L' ESSENCE DE LA MARCHE : KIN-HIN
Dans le dojo sont enseignées les quatre attitudes fondamentales du corps: comment se tenir debout, comment marcher, comment s'asseoir, comment s'allonger. Ce sont les postures originelles. Celles que nous prenons habituellement, les attitudes auxquelles nous nous laissons aller, ne sont dans la plupart des cas que des postures brisées.
La posture debout, et en marche, est très importante. On la désigne par KIN-HIN. Maurice Béjart a reconnu en elle l'origine des pas et des postures de danse enseignés dans le ballet classique européen.
La posture est la suivante :
On se tient debout, la colonne vertébrale bien droite, le menton rentré, la nuque tendue, le regard posé à trois mètres devant soi, c'est-à-dire à peu près à la hauteur de la taille de la personne qui précède lorsqu'on est en file indienne. Le pouce gauche est serré dans le poing gauche, lequel est posé par la tranche sur le plexus solaire. La main droite enveloppe le poing gauche et les deux mains sont fortement serrées ensemble et appuyées contre le sternum pendant l'expiration. Les coudes sont écartés, et les avant-bras tenus à l'horizontale; les épaules relâchées et rejetées en arrière. Au début de l'expiration, on avance avec la jambe droite d'un demi pied, et l'on appuie énergiquement sur le sol avec la plante du pied précisément avec la racine du gros orteil, comme si l'on voulait imprimer une trace dans le sol. Il y a une profonde correspondance entre cette extrémité du pied et le cerveau. Il est bon de ressentir le contact avec la terre. Le genou étant bien tendu, la jambe est alors en tension ainsi que tout le côté droit depuis le sommet de la tête jusqu'au bout du pied. L'autre jambe, l'autre côté restent souples, détendus. En même temps, l'expiration par le nez est profonde, lente, aussi longue que possible, mais sans forcer et sans bruit. Quand elle arrive à la fin, on marque un temps d'arrêt, on relâche tout le corps et l'inspiration se fait d'elle-même, automatiquement, librement.
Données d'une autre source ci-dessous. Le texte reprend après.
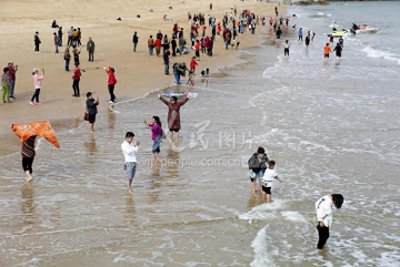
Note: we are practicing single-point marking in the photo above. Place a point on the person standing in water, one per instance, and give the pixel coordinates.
(37, 42)
(327, 50)
(287, 48)
(267, 180)
(157, 136)
(37, 83)
(130, 148)
(135, 40)
(324, 209)
(338, 48)
(257, 166)
(91, 109)
(174, 116)
(28, 155)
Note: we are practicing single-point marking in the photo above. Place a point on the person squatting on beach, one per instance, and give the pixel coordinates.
(112, 81)
(156, 136)
(37, 83)
(324, 208)
(28, 155)
(91, 109)
(130, 148)
(174, 116)
(90, 46)
(257, 166)
(267, 181)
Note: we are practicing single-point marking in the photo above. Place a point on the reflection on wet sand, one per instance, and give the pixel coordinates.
(28, 206)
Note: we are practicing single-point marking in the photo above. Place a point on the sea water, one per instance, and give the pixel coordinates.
(331, 126)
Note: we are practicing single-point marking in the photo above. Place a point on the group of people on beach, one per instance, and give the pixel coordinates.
(261, 168)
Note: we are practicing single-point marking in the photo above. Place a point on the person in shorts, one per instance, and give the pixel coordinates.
(257, 166)
(130, 148)
(269, 177)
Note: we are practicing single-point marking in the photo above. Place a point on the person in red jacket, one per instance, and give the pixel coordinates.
(111, 83)
(76, 79)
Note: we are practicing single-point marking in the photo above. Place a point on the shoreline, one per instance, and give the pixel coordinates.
(69, 116)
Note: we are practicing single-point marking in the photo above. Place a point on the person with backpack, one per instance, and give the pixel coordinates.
(174, 116)
(157, 136)
(150, 45)
(257, 166)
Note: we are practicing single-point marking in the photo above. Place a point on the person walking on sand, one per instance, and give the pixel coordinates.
(130, 148)
(28, 155)
(157, 136)
(174, 116)
(135, 40)
(37, 42)
(287, 48)
(267, 180)
(90, 46)
(91, 109)
(327, 50)
(6, 84)
(324, 209)
(112, 81)
(150, 45)
(76, 78)
(67, 58)
(37, 83)
(257, 166)
(56, 42)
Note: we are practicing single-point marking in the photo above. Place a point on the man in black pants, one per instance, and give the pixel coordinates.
(28, 154)
(324, 208)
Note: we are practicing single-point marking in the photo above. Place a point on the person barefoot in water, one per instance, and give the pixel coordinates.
(174, 117)
(28, 155)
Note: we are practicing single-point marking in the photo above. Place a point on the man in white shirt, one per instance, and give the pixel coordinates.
(269, 177)
(324, 208)
(130, 148)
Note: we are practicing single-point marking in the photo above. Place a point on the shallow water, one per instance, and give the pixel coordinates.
(330, 127)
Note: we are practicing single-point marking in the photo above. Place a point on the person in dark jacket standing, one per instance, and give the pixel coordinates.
(90, 48)
(28, 155)
(257, 166)
(91, 109)
(76, 79)
(135, 40)
(112, 81)
(37, 42)
(166, 61)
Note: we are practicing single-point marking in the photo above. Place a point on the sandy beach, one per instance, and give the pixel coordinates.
(137, 73)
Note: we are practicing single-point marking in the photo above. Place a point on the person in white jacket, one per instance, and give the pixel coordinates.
(324, 208)
(130, 148)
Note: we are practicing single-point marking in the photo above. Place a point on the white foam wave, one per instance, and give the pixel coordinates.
(262, 212)
(261, 253)
(376, 53)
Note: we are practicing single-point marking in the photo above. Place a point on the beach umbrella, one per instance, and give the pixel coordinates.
(42, 129)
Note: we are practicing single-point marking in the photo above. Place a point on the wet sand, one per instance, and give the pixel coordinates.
(137, 73)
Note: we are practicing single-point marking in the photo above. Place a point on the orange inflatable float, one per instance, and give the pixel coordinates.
(42, 129)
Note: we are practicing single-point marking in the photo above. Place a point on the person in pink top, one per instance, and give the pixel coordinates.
(37, 83)
(157, 135)
(112, 81)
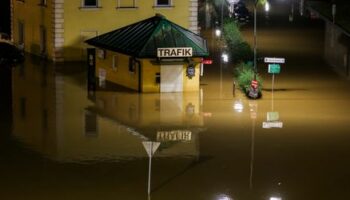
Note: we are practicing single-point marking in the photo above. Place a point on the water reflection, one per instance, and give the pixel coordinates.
(53, 116)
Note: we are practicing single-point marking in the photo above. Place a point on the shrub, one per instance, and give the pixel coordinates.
(244, 74)
(239, 49)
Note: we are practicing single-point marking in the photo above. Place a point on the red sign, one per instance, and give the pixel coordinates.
(254, 84)
(207, 61)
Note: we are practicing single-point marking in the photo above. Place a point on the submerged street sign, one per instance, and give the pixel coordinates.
(276, 124)
(274, 68)
(174, 52)
(274, 60)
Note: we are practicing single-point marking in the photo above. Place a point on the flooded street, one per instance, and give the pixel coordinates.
(60, 140)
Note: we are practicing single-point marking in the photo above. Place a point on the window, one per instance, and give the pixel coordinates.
(114, 62)
(23, 108)
(133, 64)
(90, 3)
(20, 33)
(163, 2)
(42, 2)
(126, 4)
(43, 40)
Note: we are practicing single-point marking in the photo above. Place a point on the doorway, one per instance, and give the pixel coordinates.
(171, 78)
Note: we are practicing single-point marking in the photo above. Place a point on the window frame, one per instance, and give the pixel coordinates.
(84, 6)
(134, 6)
(157, 5)
(115, 62)
(42, 3)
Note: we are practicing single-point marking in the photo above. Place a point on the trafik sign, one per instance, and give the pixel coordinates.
(174, 52)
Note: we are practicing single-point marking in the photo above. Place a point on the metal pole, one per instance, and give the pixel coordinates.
(149, 171)
(255, 42)
(222, 15)
(273, 83)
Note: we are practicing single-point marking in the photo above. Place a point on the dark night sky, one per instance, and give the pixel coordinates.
(5, 16)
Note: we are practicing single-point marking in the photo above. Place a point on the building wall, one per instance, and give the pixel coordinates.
(83, 23)
(121, 74)
(34, 17)
(68, 25)
(336, 52)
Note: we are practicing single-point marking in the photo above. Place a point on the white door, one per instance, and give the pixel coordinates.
(171, 78)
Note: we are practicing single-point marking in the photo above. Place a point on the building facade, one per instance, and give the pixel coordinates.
(57, 29)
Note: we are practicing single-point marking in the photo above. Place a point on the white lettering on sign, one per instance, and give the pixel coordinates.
(274, 60)
(276, 124)
(174, 52)
(176, 135)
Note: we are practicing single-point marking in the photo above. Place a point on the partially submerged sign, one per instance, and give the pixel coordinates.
(274, 60)
(175, 52)
(274, 68)
(150, 147)
(275, 124)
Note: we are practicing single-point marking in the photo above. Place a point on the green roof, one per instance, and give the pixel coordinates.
(142, 39)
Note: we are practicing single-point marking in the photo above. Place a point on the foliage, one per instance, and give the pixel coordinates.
(245, 74)
(261, 2)
(240, 50)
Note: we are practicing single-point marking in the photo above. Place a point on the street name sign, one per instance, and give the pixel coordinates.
(207, 61)
(274, 60)
(150, 147)
(174, 52)
(276, 124)
(272, 116)
(274, 68)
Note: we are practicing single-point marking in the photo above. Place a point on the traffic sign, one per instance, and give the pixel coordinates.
(274, 60)
(207, 61)
(276, 124)
(274, 68)
(150, 147)
(272, 116)
(254, 84)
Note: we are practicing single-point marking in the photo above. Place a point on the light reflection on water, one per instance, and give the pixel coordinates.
(66, 142)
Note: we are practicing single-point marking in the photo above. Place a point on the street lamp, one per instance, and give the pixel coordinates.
(255, 67)
(255, 35)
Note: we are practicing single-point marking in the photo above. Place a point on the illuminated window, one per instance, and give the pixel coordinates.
(43, 38)
(163, 2)
(126, 4)
(43, 2)
(114, 62)
(90, 3)
(20, 33)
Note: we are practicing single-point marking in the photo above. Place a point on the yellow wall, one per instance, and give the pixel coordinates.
(121, 75)
(149, 76)
(81, 24)
(33, 16)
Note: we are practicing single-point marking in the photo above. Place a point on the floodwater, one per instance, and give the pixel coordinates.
(59, 140)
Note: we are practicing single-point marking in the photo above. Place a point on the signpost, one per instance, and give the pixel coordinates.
(274, 67)
(274, 60)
Au début de l'expiration suivante, on change de jambe, et tout le processus recommence en prenant appui sur le pied gauche, la jambe droite restant souple. C'est une marche rythmée, comme celle d'un canard, faisant alterner tension et détente, temps forts et temps faibles. Les maîtres Zen disent qu'il s'agit d'avancer comme le tigre dans la forêt ou le dragon dans la mer. L'appui du pied est sûr et silencieux, comme le pas d'un voleur !
Pendant cette marche, on ne doit pas regarder le visage des autres personnes. Le regard est tourné vers l'intérieur comme si l'on était seul avec soi-même. Comme pendant le za-zen, on laisse passer les pensées. La marche en kin-hin repose de l'assise en za-zen. Au long d'une journée de sesshin, on fait alterner l'une et l'autre. Le corps et l'esprit retrouvent leur unité, ainsi qu'une résistance et un dynamisme remarquables.
Kin-hin est, comme za-zen, une méthode de profonde concentration. L'énergie, poussée par l'expiration, est rassemblée dans le bas-ventre où elle est vraiment active. Entraînement à la stabilité de l'énergie: les arts martiaux du Japon sont fondés sur cette tenue des jambes et sur la concentration de l'énergie dans le hara (Centre de gravité du corps, situé à quelques centimètres en dessous du nombril (en fait, trois largeurs de vos doigts). Cette posture est enseignée dans la pratique du judo, du karaté, de l'aïkido, du tir à l'arc.
De nos jours, on tend à oublier cette influence de l'attitude spirituelle dans la pratique des arts martiaux. On recherche la force par la seule technique. Do, dans judo, aïkido, signifie Voie. Les arts martiaux ne sont ni une technique de compétition ni un sport de combat, mais une méthode en vue d'atteindre la maîtrise de soi, le contrôle de l'énergie dans l'abandon de l'ego et la l'univers. Entraînement de la flèche, la flèche part à l'instant est prêt, dépouillé de soi.